Intuitive Painting and the Wild Ride of Risk and Change

By: Creative Juice Arts (View Profile)

The painting has no consequence in your life. Your job or your status or your marriage or health or family relationships are not at stake when you paint. It’s just a piece of paper after all. And if you can’t take the risk of ruining a twenty five cent piece of paper with some cheap kids paint, what’s the likelihood that you will take risks in some of those other arenas? But I think that is the point. Some part of the psyche fully understands that if you start taking risks anywhere in your life then the movement that accompanies change could all too easily spill over into arenas that do matter. So there is a built in mechanism to stop this process before it can really get going and you’ve sold the house and are working as a bush pilot in Alaska!
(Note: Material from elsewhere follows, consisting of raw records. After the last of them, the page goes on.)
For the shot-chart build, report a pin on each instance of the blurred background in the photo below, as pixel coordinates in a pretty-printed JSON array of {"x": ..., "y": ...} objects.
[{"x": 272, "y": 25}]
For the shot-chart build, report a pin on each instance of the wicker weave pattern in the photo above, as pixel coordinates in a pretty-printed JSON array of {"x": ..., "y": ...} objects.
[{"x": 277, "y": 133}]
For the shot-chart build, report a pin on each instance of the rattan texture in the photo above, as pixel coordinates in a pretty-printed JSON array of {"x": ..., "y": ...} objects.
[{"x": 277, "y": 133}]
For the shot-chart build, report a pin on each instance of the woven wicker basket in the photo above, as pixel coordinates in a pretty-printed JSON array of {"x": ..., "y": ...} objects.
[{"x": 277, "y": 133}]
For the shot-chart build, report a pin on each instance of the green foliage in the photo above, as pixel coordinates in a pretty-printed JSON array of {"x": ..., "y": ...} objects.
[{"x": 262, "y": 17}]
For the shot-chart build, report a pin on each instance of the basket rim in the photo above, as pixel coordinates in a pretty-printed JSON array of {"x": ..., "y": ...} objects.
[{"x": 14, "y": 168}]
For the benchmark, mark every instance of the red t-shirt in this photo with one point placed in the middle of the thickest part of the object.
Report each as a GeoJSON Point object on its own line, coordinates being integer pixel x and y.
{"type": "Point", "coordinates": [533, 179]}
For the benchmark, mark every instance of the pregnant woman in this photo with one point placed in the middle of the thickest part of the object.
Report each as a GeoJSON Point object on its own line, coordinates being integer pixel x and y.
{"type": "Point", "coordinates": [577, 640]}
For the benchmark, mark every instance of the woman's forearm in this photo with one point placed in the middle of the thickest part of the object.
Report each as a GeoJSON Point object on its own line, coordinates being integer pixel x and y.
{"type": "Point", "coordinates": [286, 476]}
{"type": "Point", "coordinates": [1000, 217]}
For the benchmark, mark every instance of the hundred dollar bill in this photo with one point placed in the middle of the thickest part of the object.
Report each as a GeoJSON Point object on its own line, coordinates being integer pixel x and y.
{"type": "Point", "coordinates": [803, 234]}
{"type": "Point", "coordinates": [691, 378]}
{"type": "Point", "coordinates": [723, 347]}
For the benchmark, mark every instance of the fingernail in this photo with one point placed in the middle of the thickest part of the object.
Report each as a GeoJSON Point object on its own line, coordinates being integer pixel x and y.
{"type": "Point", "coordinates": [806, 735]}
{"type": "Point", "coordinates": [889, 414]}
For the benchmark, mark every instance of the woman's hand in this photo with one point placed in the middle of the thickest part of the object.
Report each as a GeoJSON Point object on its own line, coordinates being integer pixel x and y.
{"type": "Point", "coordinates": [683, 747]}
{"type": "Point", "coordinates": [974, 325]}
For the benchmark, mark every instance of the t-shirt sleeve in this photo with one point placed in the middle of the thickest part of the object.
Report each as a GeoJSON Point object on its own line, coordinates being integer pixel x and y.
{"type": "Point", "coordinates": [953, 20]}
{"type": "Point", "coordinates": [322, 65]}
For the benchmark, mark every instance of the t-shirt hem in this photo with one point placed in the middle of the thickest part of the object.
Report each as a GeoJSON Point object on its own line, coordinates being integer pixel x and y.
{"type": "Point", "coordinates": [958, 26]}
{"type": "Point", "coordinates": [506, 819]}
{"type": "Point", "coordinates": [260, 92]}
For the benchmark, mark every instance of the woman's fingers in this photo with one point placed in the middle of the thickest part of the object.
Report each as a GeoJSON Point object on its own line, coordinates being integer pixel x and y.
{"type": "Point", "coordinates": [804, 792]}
The truth of it is, anytime I have seen someone go against that voice in their head, and take the risk of doing what they think will ruin a painting, they always end up happy. For example, a woman in one of my classes was painting an abstract painting full of airy, pastel colors. She was engaged for a while, but then started to lose some steam. As she contemplated where the energy might be next leading her she got the impulse to bring black into the swirling pinks and blues and yellows. And she stopped. Dead. I was standing next to her and encouraging her to go ahead with what she was being given and to take the risk of trusting in her intuition once again. She was full of arguments. “This doesn’t make any sense. I don’t really need for the black to be here. It will most certainly ruin my painting. Maybe I can bring it into the next painting. Why does it have to be here?” She spent a few minutes in this losing battle of bargaining with the intuitive painting gods. She was balking because she was caught on the hook of really liking her painting. She was kind of in love with all these bright, soft colors and now the black was wanting to come in and change everything. It was touch and go there for a while. The resistance had her pretty firmly in it’s grip. But she eventually did it. Courage and curiosity won out over fear and the need for things to stay the same. She started painting the black and when I came back to check on her a few minutes later she was engrossed and engaged, fascinated by the black and how it was transforming her painting. At that moment, she didn’t care about whether or not she was ruining it. She was simply painting. She was engaged with the flow of her own creative energy, and that was all she needed.

Listening to and believing the voice of fear around the prospect of ruination always results in paralysis.